I set out to look for different ways of comparing lists. I can think of three. The first two would be to load all of the items into an array and then search the array, item by item, for the value using either the –match operator or the –contains operator. The third method would be to load all the items into a hash table with empty values and then search the keys to see if they exist. Now since I know that loading up a hash table should take more time than loading an array, so I want to time the entire process not just the searches.
To actually do the timing, I will use the measure-command cmdlet. If you haven’t ever used this, you should really play with it. It’s a great tool for figuring out how long any given code block takes to run. That can be useful for things like filling in a time on you write-progress applet, or reporting the time to execute back to a user. Really you can look at it as a way to avoid setting a variable to get-date and then creating a new-timespan after the command completes. It is essentially rolling it all into one.

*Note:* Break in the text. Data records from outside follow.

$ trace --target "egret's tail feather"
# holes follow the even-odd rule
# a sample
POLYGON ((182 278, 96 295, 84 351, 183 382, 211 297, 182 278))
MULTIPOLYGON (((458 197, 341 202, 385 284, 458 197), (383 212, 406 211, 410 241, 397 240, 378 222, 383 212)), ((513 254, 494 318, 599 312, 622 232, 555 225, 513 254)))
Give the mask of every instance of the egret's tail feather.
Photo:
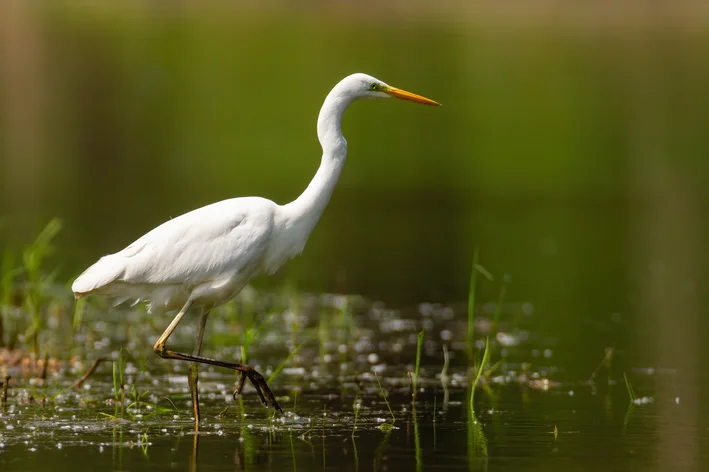
POLYGON ((71 290, 79 298, 115 282, 123 276, 124 264, 115 255, 104 256, 84 271, 71 284, 71 290))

So, it’s a race between searching Hash Tables, and Searching arrays using both –match and –contains. Here is the code I used:
$ArrayContainsTime = Measure-Command {
$Array = @(Get-Content u:scriptworkstations.txt)
$Found = 0
foreach ($Name in $Checks){
If ($Array -contains $Name){$found++}
}
}
"Array Contains Count: t$($Array.Count)"
"Array Contains Found: t$($found)"
$ArrayMatchTime = Measure-Command {
$Array = @(Get-Content u:scriptworkstations.txt)
$Found = 0
foreach ($Name in $Checks){
If ($Array -match $Name){$found++}
}
}
"Array Matches Count: t$($Array.Count)"
"Array Matches found: t$($found)"
$HashTime = Measure-Command {
$HashTable = @{}
ForEach ($Line in Get-Content u:scriptworkstations.txt){
$HashTable.Add($Line,"1")
}
$Found = 0
foreach ($Name in $Checks){
If ($Hashtable.ContainsKey($Name)){$found++}
}
}
"Hash Table Count: t$($HashTable.Count)"
"Hash Table Found: t$($found)"
"Milliseconds for Array Contains:t$($ArrayContainsTime.TotalMilliseconds)"

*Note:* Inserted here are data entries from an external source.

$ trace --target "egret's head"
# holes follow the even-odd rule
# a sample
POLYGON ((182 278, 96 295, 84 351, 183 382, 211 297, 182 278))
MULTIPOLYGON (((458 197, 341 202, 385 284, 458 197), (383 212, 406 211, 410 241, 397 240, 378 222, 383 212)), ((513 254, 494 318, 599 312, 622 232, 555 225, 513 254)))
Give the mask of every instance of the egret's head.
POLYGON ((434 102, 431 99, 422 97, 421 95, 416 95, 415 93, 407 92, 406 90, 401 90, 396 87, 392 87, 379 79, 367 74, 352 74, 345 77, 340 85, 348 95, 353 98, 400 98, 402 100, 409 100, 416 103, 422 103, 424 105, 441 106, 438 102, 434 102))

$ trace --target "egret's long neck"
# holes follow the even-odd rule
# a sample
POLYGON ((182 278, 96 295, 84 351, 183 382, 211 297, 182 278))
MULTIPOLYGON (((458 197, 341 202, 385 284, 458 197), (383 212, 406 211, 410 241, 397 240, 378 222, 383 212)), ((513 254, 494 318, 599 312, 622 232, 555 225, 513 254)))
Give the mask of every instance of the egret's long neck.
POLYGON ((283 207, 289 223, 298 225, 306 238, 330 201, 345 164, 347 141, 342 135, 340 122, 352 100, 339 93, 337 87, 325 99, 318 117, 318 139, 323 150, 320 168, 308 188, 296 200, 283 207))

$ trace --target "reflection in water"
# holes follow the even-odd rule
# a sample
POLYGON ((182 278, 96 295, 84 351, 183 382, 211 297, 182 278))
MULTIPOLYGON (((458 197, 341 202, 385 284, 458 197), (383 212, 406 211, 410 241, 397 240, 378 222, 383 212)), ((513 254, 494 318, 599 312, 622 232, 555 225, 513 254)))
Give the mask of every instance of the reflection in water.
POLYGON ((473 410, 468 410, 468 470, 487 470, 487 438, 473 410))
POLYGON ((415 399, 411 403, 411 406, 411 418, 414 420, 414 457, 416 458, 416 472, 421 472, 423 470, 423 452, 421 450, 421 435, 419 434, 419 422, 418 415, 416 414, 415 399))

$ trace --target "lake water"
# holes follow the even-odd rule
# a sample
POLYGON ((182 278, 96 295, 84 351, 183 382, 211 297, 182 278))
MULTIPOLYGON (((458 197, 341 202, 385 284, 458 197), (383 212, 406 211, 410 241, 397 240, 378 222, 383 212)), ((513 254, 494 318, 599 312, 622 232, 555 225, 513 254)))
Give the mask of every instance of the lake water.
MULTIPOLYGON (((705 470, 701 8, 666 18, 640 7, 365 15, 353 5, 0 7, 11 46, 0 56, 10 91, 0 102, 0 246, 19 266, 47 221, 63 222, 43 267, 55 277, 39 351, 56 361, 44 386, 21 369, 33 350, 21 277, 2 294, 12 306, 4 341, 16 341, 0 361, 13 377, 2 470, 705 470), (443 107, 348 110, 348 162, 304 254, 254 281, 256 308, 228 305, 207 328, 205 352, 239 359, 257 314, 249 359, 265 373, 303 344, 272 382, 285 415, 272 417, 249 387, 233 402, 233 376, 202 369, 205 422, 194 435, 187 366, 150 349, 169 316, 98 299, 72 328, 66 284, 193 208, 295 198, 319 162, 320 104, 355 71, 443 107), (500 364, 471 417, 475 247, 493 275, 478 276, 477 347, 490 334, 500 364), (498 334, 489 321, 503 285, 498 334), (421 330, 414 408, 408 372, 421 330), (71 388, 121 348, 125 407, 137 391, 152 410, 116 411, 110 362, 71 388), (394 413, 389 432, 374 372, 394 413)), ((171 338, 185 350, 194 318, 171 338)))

"Milliseconds for Array Matches:t$($ArrayMatchTime.TotalMilliseconds)"
"Milliseconds for Hast Table Contains:t$($HashTime.TotalMilliseconds)"

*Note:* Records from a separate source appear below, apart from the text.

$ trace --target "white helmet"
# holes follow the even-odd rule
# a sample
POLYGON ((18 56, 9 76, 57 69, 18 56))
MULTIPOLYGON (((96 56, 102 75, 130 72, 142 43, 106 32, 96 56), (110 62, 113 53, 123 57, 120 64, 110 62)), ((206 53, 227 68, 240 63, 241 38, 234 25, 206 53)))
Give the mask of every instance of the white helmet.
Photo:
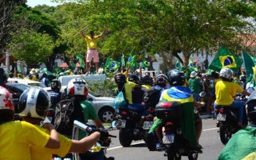
POLYGON ((86 82, 81 78, 74 78, 71 79, 67 86, 67 93, 70 97, 87 96, 88 86, 86 82))
POLYGON ((50 96, 43 89, 26 90, 19 100, 19 113, 21 116, 44 120, 51 106, 50 96))
POLYGON ((228 68, 223 68, 220 72, 220 77, 230 80, 233 77, 233 71, 228 68))
POLYGON ((195 71, 193 71, 191 74, 190 74, 190 77, 193 78, 195 77, 196 76, 196 72, 195 71))
POLYGON ((0 86, 0 120, 12 120, 14 115, 14 105, 12 94, 0 86))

I have loaded up the text file with 2,000 entries, so we are basically comparing 2,000 items to 2,000 items. Every single one will be a match, so we can see that it’s working by making sure that the found and count values are the same. If you wanted to take this code and load two different lists, then you would see a difference there. So, without further delay, it’s off to the races!
Array Contains Found: 2000
Array Matches Count: 2000
Array Matches found: 2000
Hash Table Count: 2000
Hash Table Found: 2000
Milliseconds for Array Contains: 532.6136
Milliseconds for Array Matches: 9839.4498
Milliseconds for Hast Table Contains: 51.2049
So we have a winner! As you can see all the methods work, but the hash table is substantially faster than the other two, array based methods searching through all 2,000 items in under one tenth of a second! I think array using the –contains operator is still a very reasonable time, and is probably easier and more comfortable for the average scripter to use. As well, it should be said that the array with the –match operator isn’t insanely slow by any means, and is by far the most robust method for searching as it can match any portion of the name in the array. This should be used with caution, though, as it can actually create false positives. Let’s say you are looking for “Computer” in a list that contains “Computer1”. You may not expect this to be a match, but it will.
So, there you have it. If you need to search a massive list for some reason and speed is top on your mind, use a hash table!